Not forever, of course — Boost has settings for cache expiration time. We can set it to get a fresh version of the pages after a given time period, e.g. after 6 or 12 hours after the initial caching.
However, that is rarely good enough for any larger or busier website. Imagine a site with 300,000 pages that has 3,000 page views every hour, and with 30 page updates every hour. Some of the pages are more popular than others, so let's say that after 6 hours there are some 10,000 pages cached. In the 6 hours, 6 x 30 = 180 pages have been updated. Say 100 of them had been initially cached, meaning Boost is now serving stale content for those pages. Then the configured expiration time starts elapsing for the cached pages and Drupal is again tasked to slowly compute each of them. It happens gradually, since each page is cached at a bit different time and so they do not expire simultaneously either. But in the end, 10,000 pages will be expired and re-computed even though 9,900 of them remained unchanged. What a waste of resources and more, what a waste of time our users have to spend while Drupal re-computes the identical pages!
Enter the Cache Expiration module, a nifty little module that allows us to configure what pages get expired when something happens. We can set whether node pages get expired on node insert, update or delete, and whether the front page should also be expired at that moment (which is often needed), and possibly also the taxonomy term pages related to nodes, or any number of other custom URLs. Even better, we can do this per content type — making it possible that e.g. adding an image node, which anyway does not have a page display of its own, does not expire the cache of all nodes! And we can configure similar behaviour for comments, files, and for user pages. After a page is expired, it will be re-generated by Drupal the very next time it is requested.

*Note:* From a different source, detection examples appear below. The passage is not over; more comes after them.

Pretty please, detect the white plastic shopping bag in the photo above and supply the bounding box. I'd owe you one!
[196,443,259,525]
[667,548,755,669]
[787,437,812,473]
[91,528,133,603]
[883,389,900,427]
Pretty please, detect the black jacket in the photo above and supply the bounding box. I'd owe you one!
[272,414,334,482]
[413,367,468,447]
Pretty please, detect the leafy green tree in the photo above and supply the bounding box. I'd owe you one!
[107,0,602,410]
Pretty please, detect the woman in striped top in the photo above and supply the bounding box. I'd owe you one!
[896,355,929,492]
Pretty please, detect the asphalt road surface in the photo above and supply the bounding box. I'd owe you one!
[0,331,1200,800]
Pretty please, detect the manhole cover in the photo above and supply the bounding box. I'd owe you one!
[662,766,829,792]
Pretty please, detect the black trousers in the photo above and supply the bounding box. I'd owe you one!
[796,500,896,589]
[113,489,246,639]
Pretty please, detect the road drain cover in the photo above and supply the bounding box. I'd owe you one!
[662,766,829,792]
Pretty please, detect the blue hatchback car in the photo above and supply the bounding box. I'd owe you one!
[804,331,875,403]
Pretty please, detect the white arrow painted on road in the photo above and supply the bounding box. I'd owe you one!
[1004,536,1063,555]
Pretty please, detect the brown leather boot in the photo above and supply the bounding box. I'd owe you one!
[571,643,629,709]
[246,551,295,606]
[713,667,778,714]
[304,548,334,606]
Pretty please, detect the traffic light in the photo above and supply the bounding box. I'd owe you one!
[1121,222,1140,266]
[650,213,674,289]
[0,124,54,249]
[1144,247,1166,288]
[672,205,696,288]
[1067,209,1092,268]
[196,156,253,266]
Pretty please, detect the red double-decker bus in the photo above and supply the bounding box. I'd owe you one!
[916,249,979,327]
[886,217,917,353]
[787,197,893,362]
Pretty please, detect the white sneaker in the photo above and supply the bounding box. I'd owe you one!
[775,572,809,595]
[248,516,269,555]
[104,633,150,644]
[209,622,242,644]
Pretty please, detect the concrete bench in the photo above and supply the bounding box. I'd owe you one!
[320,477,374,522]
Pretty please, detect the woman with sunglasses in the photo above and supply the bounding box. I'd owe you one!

Let's consider our above example benefitting from the Cache Expiration module. For simplicity, say that all of the 100 cached pages happen to be nodes with content imported or updated from an RSS feed. In such case, only the content type for feed items will get expired but all other content — e.g. articles, news, products, links, etc. will remain cached. Only 100 instead of 10,000 pages will have to be re-generated.
With Cache Expiration module we can set the Boost's blanket expiration time much higher, e.g. to a few days or even weeks, knowing that the pages that are changed will have their cache expired automatically.
Crawling in the Background
The world of caching scenarios is complex because of the number of variables we need to take into consideration. Our performance improvement above may look impressive but we can still do much better. Let's do another thought experiment on our example site from above.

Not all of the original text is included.